I beg to differ with most of these posters.  I use a 24"bar on my 455 all the time it stays sharp longer than the 20 and allows me to attack most things it is practical for me to attack as an advanced homeowner user.
I have taken 120' pine trees and large oaks to firewood length pieces with no problem in reasonable time.  If I was a professional and using the saw daily I would definitley go to a larger Husky or Stihl model but of you are a weekend warrior with a large wood lot dont be afraid to put the 24" bar on the 455 and have at it.  Just keep an eye on chain oil, keep an extra chain around if the job is really big, keep the revs up, use plastic wedges to keep your cuts open and of course BE CAREFUL!


----------



## HDRock

laynes69 said:


> Where do you guys get a more aggressive chain for the 455?


 
I get my full chisel chains here, I bought a Oregon bar from there also,  http://customcare.co/ good prices, free shipping, and they ship fast


They also have an ebay store http://stores.ebay.com/Custom-Care-...66963015&_sid=791048275&_trksid=p4634.c0.m322


----------



## CaddyUser

MasterMech said:


> I'd go 16" Dave. Save weight and maximize the available power


 
That's what I'm running...  16" with a .325 chisel.    I had an 18" for awhile, and I didn't like it at all.  I like that saw, but one of these days I'm going to upgrade it.


----------



## bogydave

Full chisel 20" recommends 60 cc.
Use a skip chain would help.
24" , stay away form a full chisel.

But keep the Rs up & it will work.


----------



## Apprentice_GM

Carl Knobloch said:


> I beg to differ with most of these posters.
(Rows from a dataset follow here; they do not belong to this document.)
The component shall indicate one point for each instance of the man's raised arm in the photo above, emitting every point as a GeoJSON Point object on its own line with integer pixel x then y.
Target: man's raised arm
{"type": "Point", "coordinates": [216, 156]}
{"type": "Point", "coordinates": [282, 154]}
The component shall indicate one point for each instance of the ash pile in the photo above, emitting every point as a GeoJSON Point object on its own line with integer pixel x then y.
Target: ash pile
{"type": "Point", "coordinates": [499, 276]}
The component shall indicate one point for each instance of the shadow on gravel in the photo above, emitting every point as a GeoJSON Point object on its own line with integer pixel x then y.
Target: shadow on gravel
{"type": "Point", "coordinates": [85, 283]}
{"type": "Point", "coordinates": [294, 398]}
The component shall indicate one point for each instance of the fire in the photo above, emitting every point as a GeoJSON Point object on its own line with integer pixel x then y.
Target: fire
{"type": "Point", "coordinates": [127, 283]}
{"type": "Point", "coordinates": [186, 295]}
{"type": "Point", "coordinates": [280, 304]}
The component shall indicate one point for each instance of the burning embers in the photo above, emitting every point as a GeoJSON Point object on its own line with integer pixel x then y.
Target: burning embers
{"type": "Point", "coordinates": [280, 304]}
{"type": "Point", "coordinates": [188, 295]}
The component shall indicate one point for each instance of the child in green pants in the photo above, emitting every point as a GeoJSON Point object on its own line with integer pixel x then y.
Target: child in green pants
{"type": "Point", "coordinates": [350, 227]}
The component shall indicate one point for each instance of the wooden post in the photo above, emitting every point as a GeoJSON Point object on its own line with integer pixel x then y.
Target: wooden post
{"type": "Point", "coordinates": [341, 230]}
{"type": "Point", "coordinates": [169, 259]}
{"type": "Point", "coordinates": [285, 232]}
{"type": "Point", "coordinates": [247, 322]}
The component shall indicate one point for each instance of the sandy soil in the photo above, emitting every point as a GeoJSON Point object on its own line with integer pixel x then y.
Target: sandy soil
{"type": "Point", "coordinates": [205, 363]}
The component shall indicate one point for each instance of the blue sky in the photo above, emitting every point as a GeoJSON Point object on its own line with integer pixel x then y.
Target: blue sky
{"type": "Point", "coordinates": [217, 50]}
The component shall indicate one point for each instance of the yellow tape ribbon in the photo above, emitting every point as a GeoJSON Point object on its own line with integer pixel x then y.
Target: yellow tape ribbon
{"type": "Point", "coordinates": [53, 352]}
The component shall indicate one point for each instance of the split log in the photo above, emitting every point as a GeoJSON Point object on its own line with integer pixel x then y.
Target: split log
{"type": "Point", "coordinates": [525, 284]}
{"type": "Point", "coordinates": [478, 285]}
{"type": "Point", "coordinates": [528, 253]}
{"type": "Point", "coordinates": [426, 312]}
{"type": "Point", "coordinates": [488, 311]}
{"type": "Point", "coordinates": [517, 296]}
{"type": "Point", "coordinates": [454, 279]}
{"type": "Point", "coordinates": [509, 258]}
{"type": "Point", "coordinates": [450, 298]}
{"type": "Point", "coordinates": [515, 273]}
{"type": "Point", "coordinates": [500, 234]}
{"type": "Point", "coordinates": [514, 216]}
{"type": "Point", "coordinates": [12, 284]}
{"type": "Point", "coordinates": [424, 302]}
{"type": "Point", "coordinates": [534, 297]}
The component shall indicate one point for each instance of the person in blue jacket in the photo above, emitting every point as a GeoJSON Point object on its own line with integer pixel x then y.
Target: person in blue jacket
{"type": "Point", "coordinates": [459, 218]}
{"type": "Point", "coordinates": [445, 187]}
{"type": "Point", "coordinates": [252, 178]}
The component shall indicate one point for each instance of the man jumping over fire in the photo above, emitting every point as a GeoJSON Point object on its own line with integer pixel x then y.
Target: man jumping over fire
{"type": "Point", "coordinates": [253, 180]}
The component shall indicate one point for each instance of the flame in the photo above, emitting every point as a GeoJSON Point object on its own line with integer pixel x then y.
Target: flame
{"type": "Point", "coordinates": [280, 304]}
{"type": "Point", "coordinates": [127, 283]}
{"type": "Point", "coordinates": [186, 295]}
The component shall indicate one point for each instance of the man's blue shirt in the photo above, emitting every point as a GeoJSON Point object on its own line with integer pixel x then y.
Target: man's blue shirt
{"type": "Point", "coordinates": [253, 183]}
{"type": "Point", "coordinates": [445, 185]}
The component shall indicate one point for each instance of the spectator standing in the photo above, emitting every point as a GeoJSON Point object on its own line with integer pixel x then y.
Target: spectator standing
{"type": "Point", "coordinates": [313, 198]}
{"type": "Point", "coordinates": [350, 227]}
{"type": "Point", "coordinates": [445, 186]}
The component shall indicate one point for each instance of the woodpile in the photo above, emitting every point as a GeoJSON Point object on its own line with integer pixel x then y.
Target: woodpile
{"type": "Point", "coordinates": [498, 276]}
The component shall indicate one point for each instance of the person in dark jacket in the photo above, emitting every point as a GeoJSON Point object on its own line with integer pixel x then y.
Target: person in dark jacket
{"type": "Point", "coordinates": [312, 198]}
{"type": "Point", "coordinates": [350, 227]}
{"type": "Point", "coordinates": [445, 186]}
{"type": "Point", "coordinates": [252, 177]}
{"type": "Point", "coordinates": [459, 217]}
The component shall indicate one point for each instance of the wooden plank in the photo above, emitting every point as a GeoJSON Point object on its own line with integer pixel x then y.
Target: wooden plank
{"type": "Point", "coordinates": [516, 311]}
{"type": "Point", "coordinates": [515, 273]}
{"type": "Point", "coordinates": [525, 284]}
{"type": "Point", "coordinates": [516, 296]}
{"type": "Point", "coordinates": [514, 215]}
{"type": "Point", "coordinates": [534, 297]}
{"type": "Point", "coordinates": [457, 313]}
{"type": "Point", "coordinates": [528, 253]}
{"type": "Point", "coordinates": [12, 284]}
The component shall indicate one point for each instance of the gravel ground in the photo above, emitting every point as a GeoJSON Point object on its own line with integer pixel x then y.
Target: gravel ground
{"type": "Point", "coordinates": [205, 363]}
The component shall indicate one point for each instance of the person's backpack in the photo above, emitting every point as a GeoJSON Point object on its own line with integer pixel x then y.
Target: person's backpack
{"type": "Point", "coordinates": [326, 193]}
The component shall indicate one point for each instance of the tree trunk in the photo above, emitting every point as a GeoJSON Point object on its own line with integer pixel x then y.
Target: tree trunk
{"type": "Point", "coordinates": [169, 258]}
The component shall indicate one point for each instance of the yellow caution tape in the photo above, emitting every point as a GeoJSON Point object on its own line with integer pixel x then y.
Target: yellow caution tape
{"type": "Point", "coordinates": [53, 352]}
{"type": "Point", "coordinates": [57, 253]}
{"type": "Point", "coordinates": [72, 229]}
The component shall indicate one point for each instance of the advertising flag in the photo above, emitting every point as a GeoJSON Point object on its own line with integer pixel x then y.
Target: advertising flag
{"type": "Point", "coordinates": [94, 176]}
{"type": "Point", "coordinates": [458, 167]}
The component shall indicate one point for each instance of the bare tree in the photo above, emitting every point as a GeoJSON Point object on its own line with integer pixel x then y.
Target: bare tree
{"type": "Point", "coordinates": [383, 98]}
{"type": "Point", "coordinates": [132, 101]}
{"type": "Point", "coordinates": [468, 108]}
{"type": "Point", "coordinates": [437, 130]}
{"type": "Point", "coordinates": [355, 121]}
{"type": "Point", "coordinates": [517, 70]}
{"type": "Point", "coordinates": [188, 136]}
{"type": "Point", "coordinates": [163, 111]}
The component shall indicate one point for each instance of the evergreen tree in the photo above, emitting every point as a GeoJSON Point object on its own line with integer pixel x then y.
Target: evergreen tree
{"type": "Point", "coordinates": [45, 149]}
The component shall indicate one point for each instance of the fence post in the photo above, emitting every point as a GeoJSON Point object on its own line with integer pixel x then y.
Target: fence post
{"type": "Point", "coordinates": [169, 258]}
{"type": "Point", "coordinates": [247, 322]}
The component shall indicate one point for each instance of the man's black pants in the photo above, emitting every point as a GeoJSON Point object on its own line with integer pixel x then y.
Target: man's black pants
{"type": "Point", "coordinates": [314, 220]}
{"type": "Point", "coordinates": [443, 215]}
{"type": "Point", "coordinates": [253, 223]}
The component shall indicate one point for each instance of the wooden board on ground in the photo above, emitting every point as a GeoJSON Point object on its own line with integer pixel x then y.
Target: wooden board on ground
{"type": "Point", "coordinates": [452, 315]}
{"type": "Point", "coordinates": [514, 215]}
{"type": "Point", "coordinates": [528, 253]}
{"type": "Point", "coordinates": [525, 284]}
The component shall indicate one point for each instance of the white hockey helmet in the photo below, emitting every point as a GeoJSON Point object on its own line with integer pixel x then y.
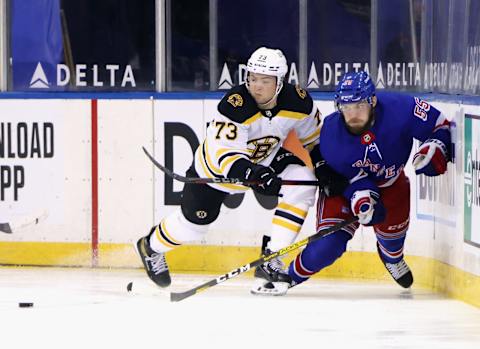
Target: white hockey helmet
{"type": "Point", "coordinates": [269, 61]}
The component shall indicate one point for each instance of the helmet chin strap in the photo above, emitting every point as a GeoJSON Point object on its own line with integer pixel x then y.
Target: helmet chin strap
{"type": "Point", "coordinates": [277, 91]}
{"type": "Point", "coordinates": [370, 122]}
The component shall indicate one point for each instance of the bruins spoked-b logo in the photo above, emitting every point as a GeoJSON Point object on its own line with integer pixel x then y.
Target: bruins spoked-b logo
{"type": "Point", "coordinates": [301, 92]}
{"type": "Point", "coordinates": [236, 100]}
{"type": "Point", "coordinates": [261, 148]}
{"type": "Point", "coordinates": [201, 214]}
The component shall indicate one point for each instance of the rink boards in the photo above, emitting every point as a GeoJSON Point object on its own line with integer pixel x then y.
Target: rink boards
{"type": "Point", "coordinates": [80, 161]}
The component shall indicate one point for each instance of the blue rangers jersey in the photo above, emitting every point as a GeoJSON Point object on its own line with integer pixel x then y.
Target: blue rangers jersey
{"type": "Point", "coordinates": [377, 157]}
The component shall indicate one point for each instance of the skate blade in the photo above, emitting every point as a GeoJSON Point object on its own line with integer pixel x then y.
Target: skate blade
{"type": "Point", "coordinates": [263, 287]}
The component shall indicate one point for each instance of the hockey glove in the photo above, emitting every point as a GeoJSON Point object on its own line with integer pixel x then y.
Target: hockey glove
{"type": "Point", "coordinates": [331, 182]}
{"type": "Point", "coordinates": [368, 207]}
{"type": "Point", "coordinates": [431, 158]}
{"type": "Point", "coordinates": [270, 182]}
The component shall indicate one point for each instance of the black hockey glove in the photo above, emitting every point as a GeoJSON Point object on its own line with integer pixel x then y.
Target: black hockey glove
{"type": "Point", "coordinates": [283, 158]}
{"type": "Point", "coordinates": [331, 182]}
{"type": "Point", "coordinates": [270, 182]}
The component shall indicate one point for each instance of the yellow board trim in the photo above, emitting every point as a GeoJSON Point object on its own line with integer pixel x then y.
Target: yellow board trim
{"type": "Point", "coordinates": [428, 273]}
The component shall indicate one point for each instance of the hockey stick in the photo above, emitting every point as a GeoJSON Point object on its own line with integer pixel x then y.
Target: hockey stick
{"type": "Point", "coordinates": [178, 296]}
{"type": "Point", "coordinates": [196, 180]}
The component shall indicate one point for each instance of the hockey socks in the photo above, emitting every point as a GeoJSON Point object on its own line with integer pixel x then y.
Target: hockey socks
{"type": "Point", "coordinates": [318, 255]}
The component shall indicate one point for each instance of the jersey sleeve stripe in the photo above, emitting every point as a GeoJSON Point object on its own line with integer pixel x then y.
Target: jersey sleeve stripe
{"type": "Point", "coordinates": [289, 216]}
{"type": "Point", "coordinates": [291, 115]}
{"type": "Point", "coordinates": [229, 154]}
{"type": "Point", "coordinates": [252, 119]}
{"type": "Point", "coordinates": [210, 164]}
{"type": "Point", "coordinates": [312, 137]}
{"type": "Point", "coordinates": [210, 174]}
{"type": "Point", "coordinates": [229, 161]}
{"type": "Point", "coordinates": [288, 225]}
{"type": "Point", "coordinates": [287, 207]}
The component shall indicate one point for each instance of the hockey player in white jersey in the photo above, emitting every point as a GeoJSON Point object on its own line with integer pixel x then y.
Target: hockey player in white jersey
{"type": "Point", "coordinates": [244, 141]}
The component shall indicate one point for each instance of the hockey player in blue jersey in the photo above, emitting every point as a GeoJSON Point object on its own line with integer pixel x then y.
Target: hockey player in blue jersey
{"type": "Point", "coordinates": [367, 142]}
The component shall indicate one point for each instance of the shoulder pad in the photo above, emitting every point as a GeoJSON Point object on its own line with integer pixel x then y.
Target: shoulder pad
{"type": "Point", "coordinates": [237, 104]}
{"type": "Point", "coordinates": [295, 98]}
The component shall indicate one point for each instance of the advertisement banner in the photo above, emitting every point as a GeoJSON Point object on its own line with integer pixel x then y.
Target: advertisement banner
{"type": "Point", "coordinates": [472, 180]}
{"type": "Point", "coordinates": [31, 162]}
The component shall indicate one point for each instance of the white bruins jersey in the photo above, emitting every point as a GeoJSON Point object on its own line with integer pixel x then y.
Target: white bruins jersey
{"type": "Point", "coordinates": [241, 130]}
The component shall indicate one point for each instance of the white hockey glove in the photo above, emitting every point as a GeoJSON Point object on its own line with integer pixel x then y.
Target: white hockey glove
{"type": "Point", "coordinates": [431, 158]}
{"type": "Point", "coordinates": [368, 207]}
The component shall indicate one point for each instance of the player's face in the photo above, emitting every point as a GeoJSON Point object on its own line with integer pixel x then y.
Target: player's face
{"type": "Point", "coordinates": [357, 115]}
{"type": "Point", "coordinates": [262, 87]}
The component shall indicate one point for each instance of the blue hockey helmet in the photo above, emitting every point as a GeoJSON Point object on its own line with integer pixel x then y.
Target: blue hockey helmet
{"type": "Point", "coordinates": [354, 87]}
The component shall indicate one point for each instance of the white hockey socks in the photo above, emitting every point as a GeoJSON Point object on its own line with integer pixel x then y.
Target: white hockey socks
{"type": "Point", "coordinates": [175, 230]}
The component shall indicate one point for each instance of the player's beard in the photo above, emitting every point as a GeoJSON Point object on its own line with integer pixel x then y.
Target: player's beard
{"type": "Point", "coordinates": [358, 130]}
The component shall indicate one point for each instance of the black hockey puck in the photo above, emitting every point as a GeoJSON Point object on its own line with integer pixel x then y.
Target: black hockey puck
{"type": "Point", "coordinates": [25, 305]}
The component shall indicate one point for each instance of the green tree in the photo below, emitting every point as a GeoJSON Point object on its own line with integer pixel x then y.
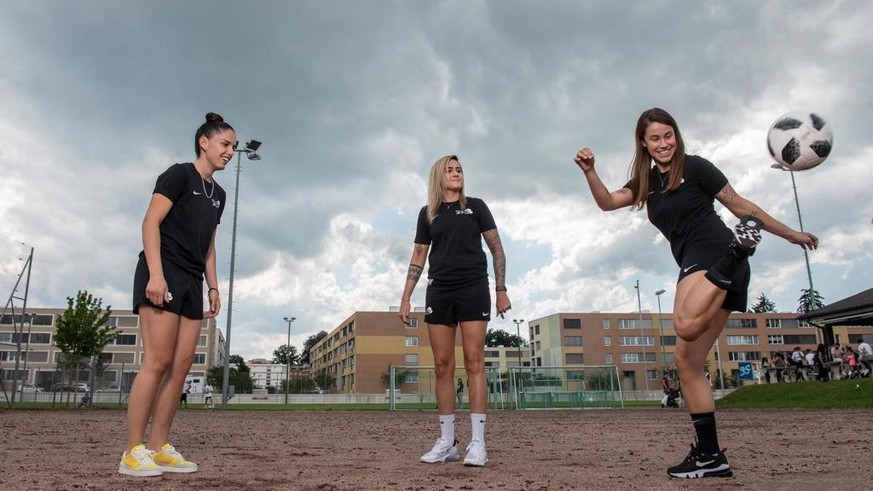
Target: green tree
{"type": "Point", "coordinates": [82, 333]}
{"type": "Point", "coordinates": [763, 304]}
{"type": "Point", "coordinates": [286, 355]}
{"type": "Point", "coordinates": [240, 376]}
{"type": "Point", "coordinates": [308, 344]}
{"type": "Point", "coordinates": [499, 337]}
{"type": "Point", "coordinates": [809, 301]}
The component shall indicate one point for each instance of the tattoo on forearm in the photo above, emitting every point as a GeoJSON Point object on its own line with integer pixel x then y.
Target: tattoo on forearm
{"type": "Point", "coordinates": [492, 239]}
{"type": "Point", "coordinates": [414, 272]}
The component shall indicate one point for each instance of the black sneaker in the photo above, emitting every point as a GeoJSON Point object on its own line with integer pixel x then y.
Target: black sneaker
{"type": "Point", "coordinates": [701, 464]}
{"type": "Point", "coordinates": [747, 234]}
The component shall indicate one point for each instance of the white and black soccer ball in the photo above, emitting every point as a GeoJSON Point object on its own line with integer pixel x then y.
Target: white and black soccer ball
{"type": "Point", "coordinates": [800, 140]}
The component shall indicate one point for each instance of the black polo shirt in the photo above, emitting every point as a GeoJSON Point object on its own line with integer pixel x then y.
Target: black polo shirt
{"type": "Point", "coordinates": [455, 236]}
{"type": "Point", "coordinates": [187, 230]}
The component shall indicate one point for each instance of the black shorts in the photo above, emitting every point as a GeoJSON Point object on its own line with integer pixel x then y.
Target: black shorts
{"type": "Point", "coordinates": [451, 305]}
{"type": "Point", "coordinates": [703, 257]}
{"type": "Point", "coordinates": [187, 290]}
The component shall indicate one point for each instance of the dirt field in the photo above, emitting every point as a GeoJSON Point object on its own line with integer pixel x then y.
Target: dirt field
{"type": "Point", "coordinates": [333, 450]}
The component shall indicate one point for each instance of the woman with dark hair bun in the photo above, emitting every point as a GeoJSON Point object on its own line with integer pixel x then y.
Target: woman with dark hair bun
{"type": "Point", "coordinates": [178, 234]}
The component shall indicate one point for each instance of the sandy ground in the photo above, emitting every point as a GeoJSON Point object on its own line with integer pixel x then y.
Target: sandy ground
{"type": "Point", "coordinates": [530, 450]}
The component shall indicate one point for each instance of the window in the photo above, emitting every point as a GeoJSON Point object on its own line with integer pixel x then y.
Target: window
{"type": "Point", "coordinates": [573, 358]}
{"type": "Point", "coordinates": [742, 323]}
{"type": "Point", "coordinates": [40, 338]}
{"type": "Point", "coordinates": [634, 324]}
{"type": "Point", "coordinates": [572, 340]}
{"type": "Point", "coordinates": [636, 341]}
{"type": "Point", "coordinates": [742, 340]}
{"type": "Point", "coordinates": [126, 339]}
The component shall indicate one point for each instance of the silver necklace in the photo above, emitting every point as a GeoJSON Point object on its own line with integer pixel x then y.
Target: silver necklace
{"type": "Point", "coordinates": [211, 190]}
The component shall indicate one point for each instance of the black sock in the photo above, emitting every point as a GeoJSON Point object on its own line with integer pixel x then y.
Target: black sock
{"type": "Point", "coordinates": [707, 436]}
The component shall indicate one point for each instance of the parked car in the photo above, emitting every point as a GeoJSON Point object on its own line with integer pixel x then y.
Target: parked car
{"type": "Point", "coordinates": [30, 389]}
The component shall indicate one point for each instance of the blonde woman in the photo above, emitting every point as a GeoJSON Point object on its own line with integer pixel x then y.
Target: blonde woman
{"type": "Point", "coordinates": [451, 227]}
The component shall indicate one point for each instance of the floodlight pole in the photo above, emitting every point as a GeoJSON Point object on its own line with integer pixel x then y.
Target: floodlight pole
{"type": "Point", "coordinates": [642, 335]}
{"type": "Point", "coordinates": [251, 146]}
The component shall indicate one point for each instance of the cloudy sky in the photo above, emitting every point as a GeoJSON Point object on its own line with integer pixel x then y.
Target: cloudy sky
{"type": "Point", "coordinates": [354, 101]}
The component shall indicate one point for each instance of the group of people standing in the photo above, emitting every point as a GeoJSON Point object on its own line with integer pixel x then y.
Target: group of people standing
{"type": "Point", "coordinates": [677, 190]}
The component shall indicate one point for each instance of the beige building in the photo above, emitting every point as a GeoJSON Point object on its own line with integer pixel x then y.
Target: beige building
{"type": "Point", "coordinates": [641, 345]}
{"type": "Point", "coordinates": [121, 359]}
{"type": "Point", "coordinates": [359, 351]}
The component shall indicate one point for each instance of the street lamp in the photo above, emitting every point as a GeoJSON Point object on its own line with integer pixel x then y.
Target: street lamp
{"type": "Point", "coordinates": [518, 322]}
{"type": "Point", "coordinates": [642, 335]}
{"type": "Point", "coordinates": [810, 295]}
{"type": "Point", "coordinates": [661, 327]}
{"type": "Point", "coordinates": [289, 320]}
{"type": "Point", "coordinates": [251, 146]}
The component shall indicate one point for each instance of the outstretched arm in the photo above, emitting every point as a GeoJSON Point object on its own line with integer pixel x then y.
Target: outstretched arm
{"type": "Point", "coordinates": [605, 200]}
{"type": "Point", "coordinates": [741, 207]}
{"type": "Point", "coordinates": [492, 239]}
{"type": "Point", "coordinates": [416, 267]}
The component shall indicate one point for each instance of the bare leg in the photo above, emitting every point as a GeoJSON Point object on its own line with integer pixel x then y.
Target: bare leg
{"type": "Point", "coordinates": [168, 395]}
{"type": "Point", "coordinates": [473, 339]}
{"type": "Point", "coordinates": [690, 358]}
{"type": "Point", "coordinates": [696, 303]}
{"type": "Point", "coordinates": [157, 329]}
{"type": "Point", "coordinates": [442, 342]}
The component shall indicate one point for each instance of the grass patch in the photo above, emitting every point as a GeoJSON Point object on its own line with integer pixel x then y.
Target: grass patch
{"type": "Point", "coordinates": [836, 394]}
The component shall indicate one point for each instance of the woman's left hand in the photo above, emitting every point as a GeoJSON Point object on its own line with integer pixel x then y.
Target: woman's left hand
{"type": "Point", "coordinates": [804, 239]}
{"type": "Point", "coordinates": [503, 304]}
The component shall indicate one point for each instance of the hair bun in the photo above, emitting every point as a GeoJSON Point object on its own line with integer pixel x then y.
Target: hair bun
{"type": "Point", "coordinates": [214, 118]}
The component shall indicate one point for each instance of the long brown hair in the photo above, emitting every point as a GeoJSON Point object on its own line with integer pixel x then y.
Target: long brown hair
{"type": "Point", "coordinates": [642, 162]}
{"type": "Point", "coordinates": [436, 187]}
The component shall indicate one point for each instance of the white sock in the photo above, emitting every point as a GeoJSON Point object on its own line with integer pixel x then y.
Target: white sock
{"type": "Point", "coordinates": [478, 422]}
{"type": "Point", "coordinates": [447, 427]}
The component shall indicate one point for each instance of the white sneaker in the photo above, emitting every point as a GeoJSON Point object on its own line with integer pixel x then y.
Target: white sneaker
{"type": "Point", "coordinates": [442, 451]}
{"type": "Point", "coordinates": [476, 454]}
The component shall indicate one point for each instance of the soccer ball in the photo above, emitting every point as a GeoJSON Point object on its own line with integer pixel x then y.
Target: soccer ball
{"type": "Point", "coordinates": [799, 140]}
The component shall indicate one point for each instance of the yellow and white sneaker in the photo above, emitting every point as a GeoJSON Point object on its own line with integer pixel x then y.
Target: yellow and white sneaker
{"type": "Point", "coordinates": [169, 460]}
{"type": "Point", "coordinates": [138, 462]}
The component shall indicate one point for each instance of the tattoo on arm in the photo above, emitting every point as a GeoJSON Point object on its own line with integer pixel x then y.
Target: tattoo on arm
{"type": "Point", "coordinates": [492, 239]}
{"type": "Point", "coordinates": [414, 272]}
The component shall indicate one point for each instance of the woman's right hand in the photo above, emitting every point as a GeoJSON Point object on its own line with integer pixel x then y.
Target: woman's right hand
{"type": "Point", "coordinates": [156, 291]}
{"type": "Point", "coordinates": [585, 159]}
{"type": "Point", "coordinates": [404, 311]}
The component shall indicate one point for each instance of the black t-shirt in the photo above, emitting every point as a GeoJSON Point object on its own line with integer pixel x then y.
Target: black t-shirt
{"type": "Point", "coordinates": [187, 230]}
{"type": "Point", "coordinates": [456, 255]}
{"type": "Point", "coordinates": [686, 217]}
I use a 24"bar on my 455 all the time it stays sharp longer than the 20 and allows me to attack most things it is practical for me to attack as an advanced homeowner user.
> I have taken 120' pine trees and large oaks to firewood length pieces with no problem in reasonable time. If I was a professional and using the saw daily I would definitley go to a larger Husky or Stihl model but of you are a weekend warrior with a large wood lot dont be afraid to put the 24" bar on the 455 and have at it. Just keep an eye on chain oil, keep an extra chain around if the job is really big, keep the revs up, use plastic wedges to keep your cuts open and of course BE CAREFUL!


 
+1

I use a 455 Rancher and the 24" bar it came with. I find the saw a bit heavy but it pulls the chain fine through Aussie hardwoods (Eucalypts like redgum, bluegum, and yellowbox and turpentine) and it's nice when bucking <24" logs to only do one cut. I too am not a pro just an afternoon and weekend warrior. Maybe the saw is a little underpowered for a 24" bar but I cut down a 120' high x 30" diameter gum tree in quick enough time. I have no problem with the oiler, I work in pretty temperate conditions eg 15-25 degrees C. FWIW I use 2 chains and have no problems getting through a 4 or 5 hours session just swapping the chain, no sharpening on the fly.


----------